Youmentbay may have started out as a cover band of Asian Kung Fu Generation, Spitz and Blink-182 in university, but they aren’t in the vein of stadium rock at all. While all those bands enjoy huge sales and have distinctive, flamboyant images, Youmentbay is just a guy on guitar (Yamatani) and a girl on drums (Sakurai). Which, as it turns out, is also a pretty good formula for success.  

On this self-titled E.P (and their catalog to date), Youmentbay explore a range of styles with a revolving door of support members. Now what you can do with just a guitar and drum kit might be an artificial restriction, but Youmentbay get around it in various ways, including rapping, changing rhythms, using guitar effects, and taking turns to sing. Yamatani has a gentle clean tone suited to J-rock ballads while Sakurai has a really cute breathy voice similar to YOU or Chara. By mixing it up, singing together or doubling their voices, they are able to create a wide variety of moods. And while neither of them have the magnetic personality to drive a mainstream band or fly solo, it works in their favor, because it makes them much more relatable as real people and not rock stars.

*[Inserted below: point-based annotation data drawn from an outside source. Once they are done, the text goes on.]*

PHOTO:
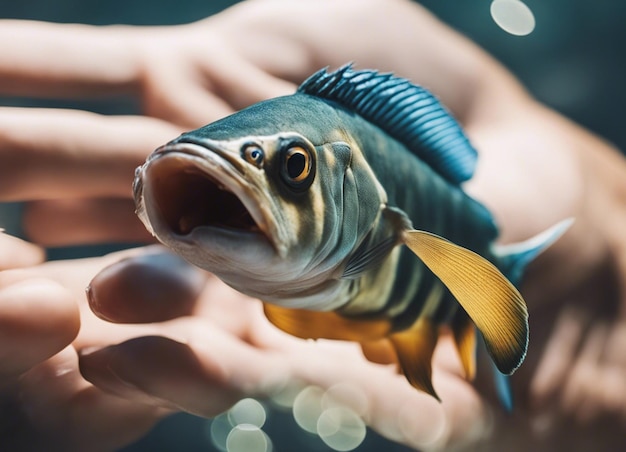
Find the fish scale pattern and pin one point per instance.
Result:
(407, 112)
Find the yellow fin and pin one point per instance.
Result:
(380, 351)
(415, 348)
(492, 302)
(325, 325)
(465, 340)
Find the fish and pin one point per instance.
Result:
(341, 208)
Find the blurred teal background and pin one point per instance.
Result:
(573, 61)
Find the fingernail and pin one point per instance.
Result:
(151, 287)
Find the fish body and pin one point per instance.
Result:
(305, 202)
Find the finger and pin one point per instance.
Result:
(557, 360)
(55, 154)
(194, 104)
(38, 318)
(242, 83)
(151, 287)
(46, 59)
(83, 221)
(204, 379)
(15, 253)
(68, 413)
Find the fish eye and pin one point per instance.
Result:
(297, 167)
(253, 154)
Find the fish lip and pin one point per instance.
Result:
(222, 168)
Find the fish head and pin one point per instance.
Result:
(275, 215)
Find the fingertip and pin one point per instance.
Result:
(158, 371)
(39, 318)
(151, 287)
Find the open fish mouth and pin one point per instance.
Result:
(189, 187)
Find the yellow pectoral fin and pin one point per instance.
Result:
(325, 325)
(492, 302)
(415, 348)
(465, 340)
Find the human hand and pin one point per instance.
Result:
(75, 170)
(205, 356)
(45, 404)
(201, 348)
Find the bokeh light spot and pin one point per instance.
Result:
(247, 438)
(307, 408)
(247, 411)
(341, 428)
(513, 16)
(218, 431)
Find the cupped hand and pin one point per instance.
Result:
(45, 404)
(202, 357)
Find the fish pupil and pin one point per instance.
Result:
(296, 165)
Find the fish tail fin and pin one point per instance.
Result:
(514, 258)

Released at the end of the Heisei period, they take the opportunity to take stock of who they are, recalling old memories (“cider”), unsuccessful in love but head held high (“GOOD”), low on money and unpopular but still hopeful (“こんなんでいいわけ?“). They also dispense advice on expressing true feelings (“T.R.U.E.”) and making songs out of nothing (“Night Radio”). While some of this can be interpreted as singing to the listener or a friend, it’s entirely plausible that they are they are trying to encourage themselves to do the same. As much as this is part of their charm, they ought to have more confidence in their music, because these songs are actually pretty catchy and fun to listen to, and their style of rapping/singing is refreshing among the sea of aspiring singer songwriters.

Being an indie band out of Shimo-kitazawa, this EP has a very DIY feel, and occasionally you wonder what it might sound like if they had a little more polish in the recording and a fuller arrangement, but it’s nice that it’s more like a band and not overcompensated by synths or DAW effects. They may never be the cool kids or the life of the party, but if you tend to be in the minority by choice or design, you’ll likely find Youmentbay is your cup of tea.